Ah I see that kind of thing. Sounds v difficult for you. Agree with Peachy.

mellyfriedonionsonahotdog · 02/11/2008 14:16

pell mell....it sounds like a horrible situation.

as a "professional" childcarer/foster carer type person, do you have a support system in place by the people who arrange the care? or a contact there? if it were a child protection issue who would you speak to? maybe you could give them a call for a chat....

you need to look out for yourself first. you need to be on top of things in order to be caring for someone else...it sounds like you are doing a smahing job with the girl...you should not imo not be receiving these types of calls from her father...i would report them straight away.

you need to be able to support this young person and help her to grow and blossom, and if you are scared of how her father is behaving towards you, then it sounds like any good you may be doing will be undone every time she returns to the family home...

you really need to pass this on... hope you are ok.

lisad123 · 02/11/2008 14:19

i havent read all posts so sorry if i repeat.

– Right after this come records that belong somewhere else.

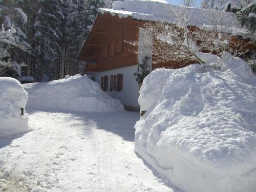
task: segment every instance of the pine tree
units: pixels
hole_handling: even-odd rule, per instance
[[[249,33],[256,32],[256,1],[248,3],[236,16],[237,20],[248,30]]]
[[[18,78],[21,76],[23,55],[30,48],[25,25],[27,17],[17,8],[22,1],[0,2],[0,75]]]
[[[62,4],[61,1],[58,0],[39,2],[39,10],[34,23],[35,32],[33,39],[36,57],[35,77],[38,81],[53,78],[54,61],[59,59],[61,54],[60,24],[63,18],[61,10]]]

I would suggest that you talk to sw and explain how this man has made you feel. Say that if you were to do it again, you need an agreement on times, how many phone calls and what you need to do to ensure this happens. Just because your not sw, doesnt mean you shouldnt have access to the same guidelines and training.

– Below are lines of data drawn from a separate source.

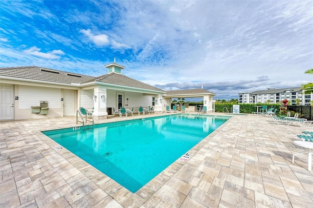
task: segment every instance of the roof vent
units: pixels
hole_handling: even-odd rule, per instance
[[[68,76],[72,76],[73,77],[82,77],[81,76],[77,75],[76,74],[67,74],[67,75],[68,75]]]
[[[46,72],[54,73],[54,74],[60,74],[60,73],[59,73],[57,71],[50,71],[50,70],[48,70],[43,69],[40,69],[40,70],[41,71],[45,71]]]

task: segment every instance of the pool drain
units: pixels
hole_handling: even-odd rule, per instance
[[[107,158],[111,156],[112,156],[112,155],[113,155],[113,152],[106,152],[104,154],[102,154],[102,157],[104,157],[104,158]]]

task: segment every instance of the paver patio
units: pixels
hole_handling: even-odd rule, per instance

pellmell · 02/11/2008 14:25

melly thanks.
Yes I do, I have a co-ordinator but I had held back with regard to my feelings and simply stuck to facts.
I think I was afraid of seeming a bit over dramatic.
My dh picked up on the fact that the father used the term "Skill sets" when referring to strategies they are using with agressive behavior from the child..."we have picked up some skill sets along the way"

OP posts:
pellmell · 02/11/2008 14:29

Hi Lisa
I think you gave me a bit of a pat on the shoulder with the last difficult case I had.

I don't think I have the back bone for this job
YES I DO>>>>>>
I just need a dumping ground for all the emotional poo and a hhhhuuuuuuge glass of wine.

OP posts:
mellyfriedonionsonahotdog · 02/11/2008 14:35

you are right to stick with facts, but sometimes, if your gut feeling tells you somthing is not right, you need to go with it....

you are not doing anything out of order by telling someone...it may well need to be noted in order to build up a bigger picture. you may not be the only person who has this feeling about him.

if it were me posing the same situation that you were in, what would you advise?

you really do sound like a smashing lady!